Evangelio 2018

2 febrero, 2014 – Espiritualidad digital

Nos da para que le demos

Presentación del Señor    Lloraba Abrahán por no haber tenido descendencia, y Dios, en su infinito Amor, le dio un hijo a Abrahán. Después de dárselo, se lo pidió, y Abrahán, obediente, se lo entregó.

    Amó Dios a María, y en sus purísimas entrañas el Espíritu Santo dejó al Verbo encarnado. María dio a luz al Hijo de Dios, y, al cabo de cuarenta días, se lo entregó al mismo Dios de quien lo había recibido: Cuando llegó el tiempo de la purificación, los padres de Jesús lo llevaron a Jerusalén, para presentarlo al Señor.

    Soy sacerdote.
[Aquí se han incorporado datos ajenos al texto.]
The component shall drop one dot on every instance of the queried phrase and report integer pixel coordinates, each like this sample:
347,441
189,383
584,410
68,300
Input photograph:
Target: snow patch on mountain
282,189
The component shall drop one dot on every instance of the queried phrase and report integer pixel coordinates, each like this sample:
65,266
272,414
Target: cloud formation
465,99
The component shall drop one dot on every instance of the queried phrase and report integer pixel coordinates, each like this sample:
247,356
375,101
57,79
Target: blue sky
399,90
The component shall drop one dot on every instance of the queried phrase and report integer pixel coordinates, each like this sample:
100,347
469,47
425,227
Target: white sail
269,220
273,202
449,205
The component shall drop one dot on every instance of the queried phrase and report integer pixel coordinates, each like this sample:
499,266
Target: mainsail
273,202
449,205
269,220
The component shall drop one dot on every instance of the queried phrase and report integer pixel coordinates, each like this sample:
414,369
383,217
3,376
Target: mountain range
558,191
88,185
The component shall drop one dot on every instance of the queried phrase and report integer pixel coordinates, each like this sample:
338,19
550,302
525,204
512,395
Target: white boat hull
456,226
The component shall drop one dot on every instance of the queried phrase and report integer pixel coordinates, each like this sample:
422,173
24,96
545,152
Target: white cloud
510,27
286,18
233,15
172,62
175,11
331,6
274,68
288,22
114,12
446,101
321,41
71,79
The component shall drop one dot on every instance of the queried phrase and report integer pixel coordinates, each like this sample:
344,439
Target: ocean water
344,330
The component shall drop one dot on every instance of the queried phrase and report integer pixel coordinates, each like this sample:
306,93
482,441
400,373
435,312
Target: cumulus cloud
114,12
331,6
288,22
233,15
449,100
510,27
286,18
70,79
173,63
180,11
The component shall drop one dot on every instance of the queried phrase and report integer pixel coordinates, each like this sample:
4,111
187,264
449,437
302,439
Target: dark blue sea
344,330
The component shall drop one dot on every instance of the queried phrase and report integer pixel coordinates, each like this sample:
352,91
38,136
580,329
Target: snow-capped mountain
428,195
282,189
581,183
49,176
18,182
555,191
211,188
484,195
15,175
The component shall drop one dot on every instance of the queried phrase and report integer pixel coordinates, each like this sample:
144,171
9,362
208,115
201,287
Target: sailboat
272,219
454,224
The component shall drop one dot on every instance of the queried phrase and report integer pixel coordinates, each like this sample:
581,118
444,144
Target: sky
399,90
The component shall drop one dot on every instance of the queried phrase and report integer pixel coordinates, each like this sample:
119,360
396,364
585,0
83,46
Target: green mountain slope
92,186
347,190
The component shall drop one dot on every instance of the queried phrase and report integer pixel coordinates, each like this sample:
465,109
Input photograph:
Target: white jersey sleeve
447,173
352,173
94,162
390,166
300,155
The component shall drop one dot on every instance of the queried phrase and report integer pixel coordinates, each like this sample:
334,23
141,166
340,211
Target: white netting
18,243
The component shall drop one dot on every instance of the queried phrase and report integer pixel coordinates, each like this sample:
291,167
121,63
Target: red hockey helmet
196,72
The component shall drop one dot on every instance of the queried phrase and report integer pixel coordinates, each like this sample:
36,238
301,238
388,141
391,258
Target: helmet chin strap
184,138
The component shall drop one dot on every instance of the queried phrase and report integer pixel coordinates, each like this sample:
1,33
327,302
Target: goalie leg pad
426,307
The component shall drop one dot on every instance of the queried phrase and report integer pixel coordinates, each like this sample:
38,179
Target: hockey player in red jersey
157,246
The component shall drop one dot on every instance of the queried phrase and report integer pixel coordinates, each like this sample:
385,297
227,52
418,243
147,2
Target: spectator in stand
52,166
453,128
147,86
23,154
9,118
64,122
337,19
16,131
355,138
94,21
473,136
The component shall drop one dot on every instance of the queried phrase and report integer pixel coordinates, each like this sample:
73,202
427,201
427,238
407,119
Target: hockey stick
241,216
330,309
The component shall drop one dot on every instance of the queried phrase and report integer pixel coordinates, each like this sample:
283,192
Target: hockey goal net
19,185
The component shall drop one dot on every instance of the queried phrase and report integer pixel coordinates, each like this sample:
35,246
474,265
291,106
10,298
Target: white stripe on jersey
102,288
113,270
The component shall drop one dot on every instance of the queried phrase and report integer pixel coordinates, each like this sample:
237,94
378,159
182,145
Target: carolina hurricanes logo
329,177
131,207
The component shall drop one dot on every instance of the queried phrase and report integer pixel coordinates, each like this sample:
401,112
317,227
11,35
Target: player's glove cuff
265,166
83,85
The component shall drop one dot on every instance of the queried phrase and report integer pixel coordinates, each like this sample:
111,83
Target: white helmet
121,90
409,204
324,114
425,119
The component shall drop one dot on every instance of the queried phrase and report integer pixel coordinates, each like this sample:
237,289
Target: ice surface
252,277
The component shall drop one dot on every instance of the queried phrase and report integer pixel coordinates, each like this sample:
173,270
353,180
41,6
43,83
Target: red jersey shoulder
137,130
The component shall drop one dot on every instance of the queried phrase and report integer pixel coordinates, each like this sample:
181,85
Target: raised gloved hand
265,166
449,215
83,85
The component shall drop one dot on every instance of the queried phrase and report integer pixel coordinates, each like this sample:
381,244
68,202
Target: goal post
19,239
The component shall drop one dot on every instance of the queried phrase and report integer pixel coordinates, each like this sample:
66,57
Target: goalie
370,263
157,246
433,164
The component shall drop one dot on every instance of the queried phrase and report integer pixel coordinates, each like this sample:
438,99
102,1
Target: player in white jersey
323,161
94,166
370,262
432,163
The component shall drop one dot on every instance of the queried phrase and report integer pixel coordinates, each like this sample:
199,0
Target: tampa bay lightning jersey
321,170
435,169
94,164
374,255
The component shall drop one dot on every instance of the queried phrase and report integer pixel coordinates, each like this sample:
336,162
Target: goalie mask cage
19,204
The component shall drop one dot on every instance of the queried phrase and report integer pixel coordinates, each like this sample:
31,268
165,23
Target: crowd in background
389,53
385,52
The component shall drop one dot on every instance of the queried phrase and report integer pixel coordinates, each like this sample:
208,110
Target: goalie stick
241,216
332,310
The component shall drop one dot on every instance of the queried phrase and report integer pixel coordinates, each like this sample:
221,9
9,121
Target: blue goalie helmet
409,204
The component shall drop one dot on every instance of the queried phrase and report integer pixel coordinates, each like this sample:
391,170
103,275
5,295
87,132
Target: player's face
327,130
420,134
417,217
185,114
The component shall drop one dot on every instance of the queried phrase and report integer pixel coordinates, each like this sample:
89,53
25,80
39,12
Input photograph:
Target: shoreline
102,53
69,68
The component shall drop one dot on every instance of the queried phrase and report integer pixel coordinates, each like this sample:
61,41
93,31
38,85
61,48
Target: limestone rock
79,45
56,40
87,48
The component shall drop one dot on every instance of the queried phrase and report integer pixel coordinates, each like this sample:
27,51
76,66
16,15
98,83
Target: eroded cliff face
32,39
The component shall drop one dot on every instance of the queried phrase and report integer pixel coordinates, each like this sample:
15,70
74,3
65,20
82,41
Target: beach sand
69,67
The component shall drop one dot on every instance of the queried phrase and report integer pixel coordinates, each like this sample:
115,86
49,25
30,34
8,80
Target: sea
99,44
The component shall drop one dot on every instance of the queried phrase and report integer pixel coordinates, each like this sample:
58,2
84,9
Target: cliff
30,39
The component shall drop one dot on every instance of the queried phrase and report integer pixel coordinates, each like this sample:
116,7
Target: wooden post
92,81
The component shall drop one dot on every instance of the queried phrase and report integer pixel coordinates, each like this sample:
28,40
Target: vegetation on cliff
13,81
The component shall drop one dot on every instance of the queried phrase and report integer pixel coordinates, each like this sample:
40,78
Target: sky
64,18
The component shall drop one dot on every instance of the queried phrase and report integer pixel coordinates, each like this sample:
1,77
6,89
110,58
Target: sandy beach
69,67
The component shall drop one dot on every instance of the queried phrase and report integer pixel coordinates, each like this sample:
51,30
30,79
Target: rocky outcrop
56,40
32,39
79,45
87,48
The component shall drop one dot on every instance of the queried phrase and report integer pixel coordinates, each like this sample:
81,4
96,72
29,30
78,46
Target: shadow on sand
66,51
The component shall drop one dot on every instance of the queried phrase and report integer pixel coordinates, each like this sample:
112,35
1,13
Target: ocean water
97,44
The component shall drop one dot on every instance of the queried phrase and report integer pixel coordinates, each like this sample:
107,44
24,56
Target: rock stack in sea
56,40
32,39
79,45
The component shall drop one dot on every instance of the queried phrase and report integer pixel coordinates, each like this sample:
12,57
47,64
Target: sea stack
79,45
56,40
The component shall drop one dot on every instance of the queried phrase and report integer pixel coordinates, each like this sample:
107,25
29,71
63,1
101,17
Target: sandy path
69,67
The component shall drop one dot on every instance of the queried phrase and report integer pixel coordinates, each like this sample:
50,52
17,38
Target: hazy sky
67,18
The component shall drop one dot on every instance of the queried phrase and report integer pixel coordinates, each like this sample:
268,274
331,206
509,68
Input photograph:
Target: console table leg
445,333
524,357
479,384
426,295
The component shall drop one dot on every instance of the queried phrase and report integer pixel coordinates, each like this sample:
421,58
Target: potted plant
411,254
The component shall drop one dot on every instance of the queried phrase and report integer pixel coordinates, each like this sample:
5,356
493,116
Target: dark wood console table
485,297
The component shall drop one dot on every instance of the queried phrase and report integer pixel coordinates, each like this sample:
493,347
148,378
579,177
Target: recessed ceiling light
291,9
Cada día, Dios pone en mis manos a su Hijo. Y, tan pronto lo tengo entre mis dedos, se lo entrego al mismo Dios que me lo encomendó, como sacrificio para remisión de todas las culpas.

    Y es que Dios nos da para que nosotros le demos. En ese juego, recibe gloria Dios y es feliz y santo el hombre.

    Todo se frustra cuando el hombre, habiendo recibido de Dios su vida, se da la vuelta y decide vivirla para él. Entonces la vida se le pudre entre las manos, resulta Dios ofendido, y se pierde el hombre.

    Dios es generoso contigo. Sé tú generoso con Él.